An IHC study using antibodies to CD3, CD8, and PD-L1 was performed on one patient both in pretreatment biopsies and a surgical specimen (35). For PD-L1, slides were incubated with the clone QR1 (Diagomics) on unstained tissue sections (4 μm) using the Leica Bond III platform automated stainer according to the manufacturers’ recommendations. Positive PD-L1 expression was defined as any membranous staining in either tumor cells or in infiltrating inflammatory cells. The percentage of tumor cells demonstrating membranous PD-L1 staining was also scored in 5% increments. T cells in the tumor-associated immune infiltrates were assessed by semiquantitative estimation of CD3-positive (CD3: Thermo Scientific, clone SP7, 1:300 dilution) and CD8-positive (CD8: DAKO, clone C8/144B, 1:30 dilution) cell densities. They were scored as follows: 0, no positive cells; 1, scattered positive cells; 2, moderate number of positive cells; and 3, abundant occurrence of positive cells. In each tumor, the density of T-cell infiltration was examined at the invasive front (cells localized in stroma adjacent to the invasive tumor margin) and in the intratumoral compartment.
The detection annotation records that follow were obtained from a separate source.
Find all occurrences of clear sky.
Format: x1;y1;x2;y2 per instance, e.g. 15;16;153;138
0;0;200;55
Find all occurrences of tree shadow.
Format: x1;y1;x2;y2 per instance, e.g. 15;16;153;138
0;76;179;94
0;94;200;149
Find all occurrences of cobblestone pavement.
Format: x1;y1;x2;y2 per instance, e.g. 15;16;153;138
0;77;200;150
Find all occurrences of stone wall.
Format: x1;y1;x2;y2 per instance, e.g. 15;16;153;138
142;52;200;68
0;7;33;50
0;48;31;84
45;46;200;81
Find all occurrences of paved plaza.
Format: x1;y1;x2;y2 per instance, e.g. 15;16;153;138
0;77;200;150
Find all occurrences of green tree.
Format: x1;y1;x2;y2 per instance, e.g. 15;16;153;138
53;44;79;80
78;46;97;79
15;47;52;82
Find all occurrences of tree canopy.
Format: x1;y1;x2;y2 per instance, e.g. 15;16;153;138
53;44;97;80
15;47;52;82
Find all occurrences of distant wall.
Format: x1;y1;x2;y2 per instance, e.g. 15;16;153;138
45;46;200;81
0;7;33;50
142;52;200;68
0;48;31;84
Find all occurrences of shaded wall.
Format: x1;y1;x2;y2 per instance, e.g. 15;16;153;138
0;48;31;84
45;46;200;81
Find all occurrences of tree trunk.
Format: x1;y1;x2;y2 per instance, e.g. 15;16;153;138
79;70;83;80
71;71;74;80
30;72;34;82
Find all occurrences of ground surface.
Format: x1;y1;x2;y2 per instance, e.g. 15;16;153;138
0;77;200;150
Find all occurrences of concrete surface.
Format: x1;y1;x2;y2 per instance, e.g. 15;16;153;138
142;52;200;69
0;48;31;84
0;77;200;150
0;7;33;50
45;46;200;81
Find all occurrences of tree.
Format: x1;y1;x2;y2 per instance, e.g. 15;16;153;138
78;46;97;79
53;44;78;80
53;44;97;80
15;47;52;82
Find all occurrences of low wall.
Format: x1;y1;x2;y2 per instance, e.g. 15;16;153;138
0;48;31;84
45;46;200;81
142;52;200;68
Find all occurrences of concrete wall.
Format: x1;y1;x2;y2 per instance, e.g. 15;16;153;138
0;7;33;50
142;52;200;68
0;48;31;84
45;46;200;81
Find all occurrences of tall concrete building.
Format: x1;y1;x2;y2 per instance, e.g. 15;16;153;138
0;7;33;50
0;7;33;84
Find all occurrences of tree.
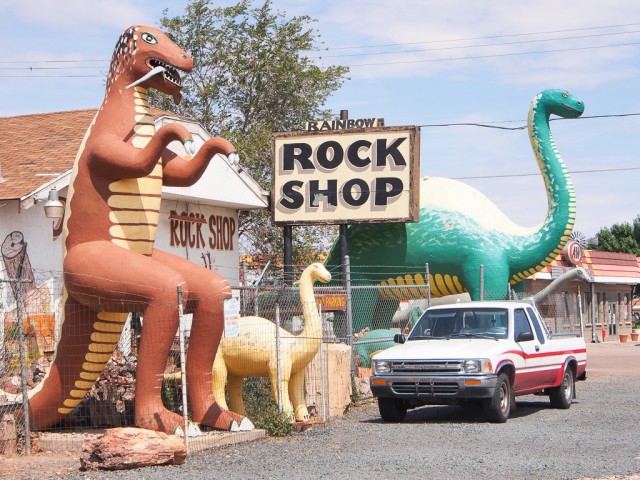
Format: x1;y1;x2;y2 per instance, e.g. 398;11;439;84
588;215;640;256
151;0;348;264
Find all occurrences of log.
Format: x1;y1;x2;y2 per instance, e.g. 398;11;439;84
0;413;18;457
305;343;351;419
80;427;187;470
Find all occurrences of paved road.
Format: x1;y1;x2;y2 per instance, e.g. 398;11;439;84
3;343;640;480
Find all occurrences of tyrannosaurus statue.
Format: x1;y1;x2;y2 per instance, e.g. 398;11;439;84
325;89;584;331
29;26;252;433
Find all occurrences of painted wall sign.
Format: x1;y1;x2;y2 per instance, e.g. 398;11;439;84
272;127;420;225
562;240;582;265
306;118;382;132
169;210;236;250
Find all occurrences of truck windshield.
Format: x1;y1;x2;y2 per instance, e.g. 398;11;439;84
408;307;508;340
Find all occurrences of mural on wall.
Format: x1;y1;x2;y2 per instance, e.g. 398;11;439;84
325;89;584;331
212;263;331;421
0;230;55;352
22;26;253;433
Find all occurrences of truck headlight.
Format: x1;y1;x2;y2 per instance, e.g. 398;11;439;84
464;358;493;373
373;360;391;375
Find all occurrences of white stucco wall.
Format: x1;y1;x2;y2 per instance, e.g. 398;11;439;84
0;195;239;322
MSK Cohort of Patients with Colorectal Cancer Exposed to Immune-Checkpoint Inhibitors

The characteristics of the MSK colorectal cancer cohort have been presented before. In brief, clinical and genetic data from patients followed at MSKCC with colorectal cancer who underwent testing from 2015 through 2020 with the next-generation sequencing targeted MSK-IMPACT panel of somatic mutations were obtained from an internal database (26–28). Patients who underwent MSK-IMPACT testing and had metastatic or unresectable and locally advanced (n = 140) colon or rectal adenocarcinoma and who received at least one immune-checkpoint inhibitor between April 11, 2014, and December 2, 2019, were identified. Clinical–demographic data and cancer characteristics (histology, primary tumor location, staging) as well as prior treatment details were extracted from the electronic medical record and verified by licensed physicians (S.B. Maron and B.H. Diplas). MMRd status and POLE status were determined as reported in the Methods. The study was approved by the MSKCC IRB (2020-013).

Data Availability

A part of the analyses that support the findings of this study are based upon data generated by the TCGA Research Network (https://www.cancer.gov/tcga) and are openly available at https://portal.gdc.cancer.gov/projects.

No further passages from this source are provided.